Snorkeling in Maui
71% of the earth’s surface is water. This means that without embarking on an underwater adventure every now and then, even the most seasoned of globetrotters is missing out. When it comes to exploring the most colorful and enchanting marine ecosystems on the planet, nothing quite compares to Hawaii.
Coveted as one of the world’s most naturally beautiful places, the Hawaiian archipelago is simply stunning. With its nearly 120 miles of beaches, vibrant lava-rock promontories and breathtaking natural formations like the crescent-shaped Molokini Crater, getting wet and wild on Maui is an absolute must for anyone wanting to experience the very best aquatic thrills Hawaii has to offer.
Intrigued? Read on to find out more about two of Maui’s most magnificent highlights, and what awaits those who take the plunge…

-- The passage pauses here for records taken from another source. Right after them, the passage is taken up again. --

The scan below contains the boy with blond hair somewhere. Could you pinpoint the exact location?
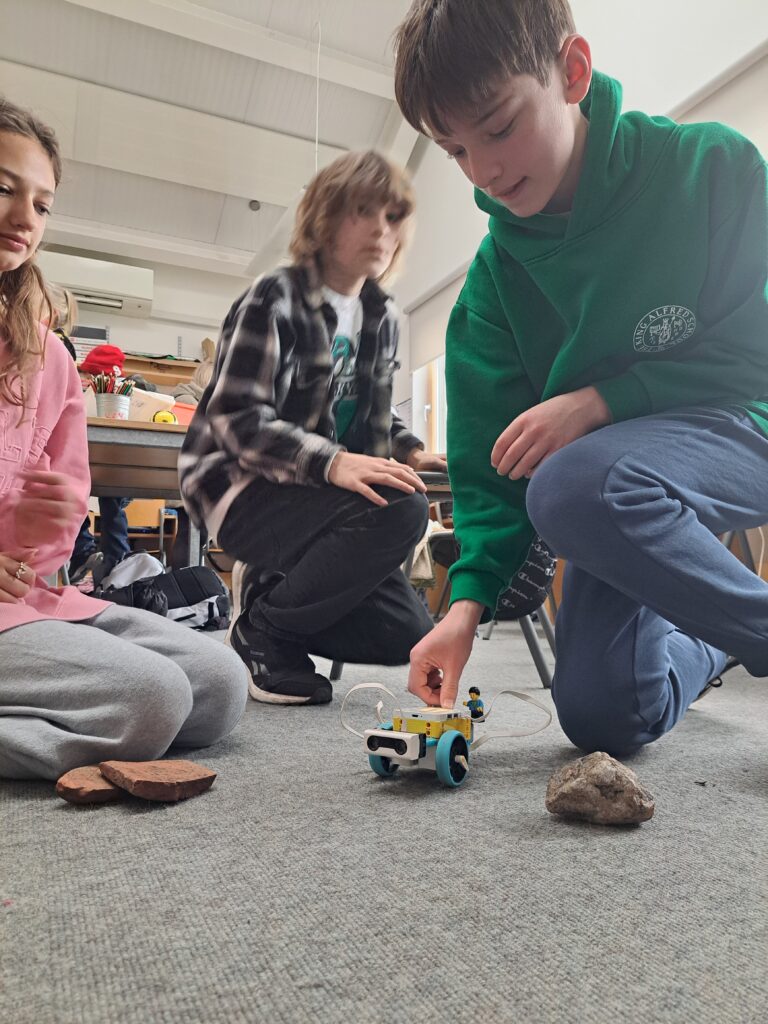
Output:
[395,0,768,755]
[179,152,444,705]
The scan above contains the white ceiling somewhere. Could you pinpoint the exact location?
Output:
[0,0,416,274]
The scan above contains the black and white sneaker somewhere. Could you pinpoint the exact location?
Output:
[229,610,333,705]
[692,657,741,703]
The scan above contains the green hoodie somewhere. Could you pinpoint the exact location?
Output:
[445,73,768,609]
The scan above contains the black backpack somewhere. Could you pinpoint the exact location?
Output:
[98,565,230,630]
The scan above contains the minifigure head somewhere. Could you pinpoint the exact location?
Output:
[0,97,61,406]
[290,150,414,290]
[395,0,592,217]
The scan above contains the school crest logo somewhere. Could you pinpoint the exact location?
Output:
[633,306,696,352]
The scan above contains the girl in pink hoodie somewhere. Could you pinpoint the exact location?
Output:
[0,98,247,779]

Mother Nature can be one wild temptress, and Molokini Crater is a stunning example of just how creative she can be. Rising 300 feet from the ocean’s surface, the crater was formed more than 150,000 years ago. Today, it’s a haven for more than 200 species of fish, as well as reef sharks, ornate octopus, manta rays, moray eels, and even humpback whales during the winter months.
Located just a few miles off Maui’s main island, Molokini Crater is Hawaii’s only island marine sanctuary. Its protected status means it’s brimming with life, with thousands of tropical fish creating a rainbow of glimmering scales among the colorful coral reef.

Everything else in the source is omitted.